Pour résumer, les trois points d’Attac ne sont pas particulièrement bien élaborés, et il y règne souvent des points de vue différents sur ce qu’ils devraient impliquer dans la pratique. Suivant celui à qui on parle chez Attac, les recettes tirées de la taxe Tobin devraient être consacrées à une série de projets différents voire contradictoires, n’étant pas administrées par les mêmes institutions. Parfois on vous dit que l’effacement de la dette devrait être inconditionnel, parfois non. Quand on critique l’un des points on obtient souvent des réponses, de la part de l’Attacqueux de base, indiquant qu’ils ne savent pas comment fonctionne le système actuel, ni ce qu’impliqueraient leurs propres propositions. A la place, on ressasse les trois points, comme un mantra. C’est une indication d’un mouvement jeune où on ne peut même pas se mettre d’accord sur ce qu’impliquent trois principes simples, et lorsque les adeptes ne s’y retrouvent même pas. Mais cela indique aussi que c’est autre chose qui importe à ceux d’Attac : c’est l’opposition au capitalisme, au "néo-libéralisme", à la "mondialisation libérale" ou "intégration économique par les patrons" et tous les noms qu’ils lui donnent. C’est-à-dire qu’il s’agit d’un anticapitalisme socialiste des plus traditionnels, avec la "solidarité" qu’ils y associent. Ces points-là, on les met en avant surtout pour des raisons symboliques.
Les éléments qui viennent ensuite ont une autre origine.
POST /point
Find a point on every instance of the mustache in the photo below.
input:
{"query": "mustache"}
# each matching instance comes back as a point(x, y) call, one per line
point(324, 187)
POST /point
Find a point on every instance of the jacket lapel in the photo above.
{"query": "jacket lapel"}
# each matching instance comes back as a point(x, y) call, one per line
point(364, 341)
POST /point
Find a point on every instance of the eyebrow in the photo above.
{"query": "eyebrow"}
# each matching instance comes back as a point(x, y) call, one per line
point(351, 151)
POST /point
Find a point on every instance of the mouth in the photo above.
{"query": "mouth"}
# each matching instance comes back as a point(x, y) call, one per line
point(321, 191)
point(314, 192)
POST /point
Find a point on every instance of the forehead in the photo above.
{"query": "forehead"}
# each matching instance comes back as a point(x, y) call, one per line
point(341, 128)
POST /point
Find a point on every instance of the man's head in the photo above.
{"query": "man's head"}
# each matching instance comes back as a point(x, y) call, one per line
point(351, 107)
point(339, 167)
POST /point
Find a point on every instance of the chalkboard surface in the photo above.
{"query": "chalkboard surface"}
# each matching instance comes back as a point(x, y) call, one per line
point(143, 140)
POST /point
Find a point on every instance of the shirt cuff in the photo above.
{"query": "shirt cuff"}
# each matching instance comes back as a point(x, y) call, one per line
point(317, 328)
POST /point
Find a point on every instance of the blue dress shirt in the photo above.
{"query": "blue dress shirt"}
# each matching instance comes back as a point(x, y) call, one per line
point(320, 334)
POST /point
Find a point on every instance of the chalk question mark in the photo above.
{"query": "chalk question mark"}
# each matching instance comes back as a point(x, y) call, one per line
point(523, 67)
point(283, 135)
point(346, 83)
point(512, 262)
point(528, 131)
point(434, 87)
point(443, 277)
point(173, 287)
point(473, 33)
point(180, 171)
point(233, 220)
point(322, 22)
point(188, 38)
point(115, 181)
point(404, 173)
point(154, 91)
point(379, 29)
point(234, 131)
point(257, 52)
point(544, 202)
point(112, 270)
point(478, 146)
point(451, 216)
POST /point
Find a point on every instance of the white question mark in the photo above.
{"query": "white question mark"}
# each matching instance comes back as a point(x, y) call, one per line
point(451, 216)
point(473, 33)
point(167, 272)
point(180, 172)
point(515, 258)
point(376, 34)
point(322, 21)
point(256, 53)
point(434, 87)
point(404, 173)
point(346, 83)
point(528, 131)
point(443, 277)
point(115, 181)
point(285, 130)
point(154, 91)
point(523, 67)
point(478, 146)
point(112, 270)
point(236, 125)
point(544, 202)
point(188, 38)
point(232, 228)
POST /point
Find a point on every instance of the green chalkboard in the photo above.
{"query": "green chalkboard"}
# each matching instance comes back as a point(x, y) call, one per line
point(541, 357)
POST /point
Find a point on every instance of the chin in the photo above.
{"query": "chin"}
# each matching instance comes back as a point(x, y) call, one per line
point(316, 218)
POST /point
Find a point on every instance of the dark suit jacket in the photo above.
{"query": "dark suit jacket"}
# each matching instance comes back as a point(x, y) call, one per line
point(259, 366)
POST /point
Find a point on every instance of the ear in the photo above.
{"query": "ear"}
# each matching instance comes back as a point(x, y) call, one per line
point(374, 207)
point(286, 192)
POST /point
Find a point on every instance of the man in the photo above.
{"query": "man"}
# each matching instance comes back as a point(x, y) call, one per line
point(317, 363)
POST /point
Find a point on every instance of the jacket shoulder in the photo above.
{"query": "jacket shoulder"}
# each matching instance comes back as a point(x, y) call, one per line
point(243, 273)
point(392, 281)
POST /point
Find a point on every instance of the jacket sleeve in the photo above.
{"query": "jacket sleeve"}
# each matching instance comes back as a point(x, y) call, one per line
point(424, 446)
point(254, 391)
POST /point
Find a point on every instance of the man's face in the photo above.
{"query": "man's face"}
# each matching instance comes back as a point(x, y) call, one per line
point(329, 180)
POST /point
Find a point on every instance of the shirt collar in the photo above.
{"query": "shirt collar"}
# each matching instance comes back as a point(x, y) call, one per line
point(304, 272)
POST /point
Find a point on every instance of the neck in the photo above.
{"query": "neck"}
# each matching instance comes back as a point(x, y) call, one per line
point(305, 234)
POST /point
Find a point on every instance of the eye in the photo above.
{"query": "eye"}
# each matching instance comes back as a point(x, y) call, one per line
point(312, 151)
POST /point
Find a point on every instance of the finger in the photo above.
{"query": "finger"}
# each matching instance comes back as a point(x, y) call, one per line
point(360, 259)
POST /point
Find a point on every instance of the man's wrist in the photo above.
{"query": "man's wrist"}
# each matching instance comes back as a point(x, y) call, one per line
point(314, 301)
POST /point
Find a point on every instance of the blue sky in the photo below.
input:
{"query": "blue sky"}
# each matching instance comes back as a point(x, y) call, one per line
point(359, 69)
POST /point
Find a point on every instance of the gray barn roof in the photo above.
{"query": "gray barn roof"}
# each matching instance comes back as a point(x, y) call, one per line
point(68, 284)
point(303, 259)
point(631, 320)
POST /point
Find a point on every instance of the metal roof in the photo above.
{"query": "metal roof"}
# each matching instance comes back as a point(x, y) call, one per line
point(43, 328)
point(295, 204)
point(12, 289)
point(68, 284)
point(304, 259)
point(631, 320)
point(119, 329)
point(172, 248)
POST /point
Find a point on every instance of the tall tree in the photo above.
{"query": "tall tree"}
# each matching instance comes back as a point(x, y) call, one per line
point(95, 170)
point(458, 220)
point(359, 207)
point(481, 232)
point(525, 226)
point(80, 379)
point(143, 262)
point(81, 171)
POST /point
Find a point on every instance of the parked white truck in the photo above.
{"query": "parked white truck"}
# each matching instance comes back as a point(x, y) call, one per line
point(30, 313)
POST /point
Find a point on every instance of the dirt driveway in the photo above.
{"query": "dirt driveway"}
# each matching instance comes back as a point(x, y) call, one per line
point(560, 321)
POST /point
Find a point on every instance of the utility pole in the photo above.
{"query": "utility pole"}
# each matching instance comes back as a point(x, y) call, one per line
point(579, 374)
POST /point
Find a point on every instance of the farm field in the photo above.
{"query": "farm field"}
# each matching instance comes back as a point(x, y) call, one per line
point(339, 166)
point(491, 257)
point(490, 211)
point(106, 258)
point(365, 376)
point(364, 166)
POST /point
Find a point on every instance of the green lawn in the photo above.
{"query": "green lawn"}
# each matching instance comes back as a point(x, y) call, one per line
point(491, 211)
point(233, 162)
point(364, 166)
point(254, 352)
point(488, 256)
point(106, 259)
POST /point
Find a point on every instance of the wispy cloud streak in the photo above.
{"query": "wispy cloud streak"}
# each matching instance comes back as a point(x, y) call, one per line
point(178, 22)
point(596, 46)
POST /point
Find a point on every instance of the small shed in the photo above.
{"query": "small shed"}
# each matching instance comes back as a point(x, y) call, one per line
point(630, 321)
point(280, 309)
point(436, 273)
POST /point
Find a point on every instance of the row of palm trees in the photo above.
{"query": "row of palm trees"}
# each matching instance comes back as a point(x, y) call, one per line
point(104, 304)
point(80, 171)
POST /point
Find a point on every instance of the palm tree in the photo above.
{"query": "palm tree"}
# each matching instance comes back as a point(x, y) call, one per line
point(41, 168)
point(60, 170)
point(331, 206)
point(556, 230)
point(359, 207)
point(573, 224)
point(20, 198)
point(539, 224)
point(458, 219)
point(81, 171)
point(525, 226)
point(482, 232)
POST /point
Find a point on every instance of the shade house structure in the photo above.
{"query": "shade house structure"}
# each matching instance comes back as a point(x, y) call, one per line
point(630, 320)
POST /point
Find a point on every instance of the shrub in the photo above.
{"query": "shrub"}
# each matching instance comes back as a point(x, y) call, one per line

Pour ne pas passer pour une organisation "négativiste", on présente quelques propositions "constructives" censées montrer qu’un autre chemin serait possible. Que même les premiers pas sur cette voie-là sont irréfléchis et dommageables en dit déjà assez sur l’endroit où ils voudraient nous mener de force.

Notes

[1] "Dags att säga A-tack och hej !", Svensk Linje Liberal Debatt nr 1-2001. Traduit du sudéois par François Guillaumat.

[2] Il semble s’agir de Karin Jonsson, à une émission du 9 novembre 2000 sur SVT2 repassée le 11 novembre 2000 sur SVT1 l’article de Johan Norberg étant apparemment daté de janvier 2001.

[3] Le "Magazine du Nord" (Norra Magasinet) est une émission de la télévision d’Etat suédoise. Apparemment peuplée d’analphabètes économiques imbus du semi-esclavagisme démocrate-social, s’il faut en croire les critiques des étudiants du Parti Modéré du département de Jönköping.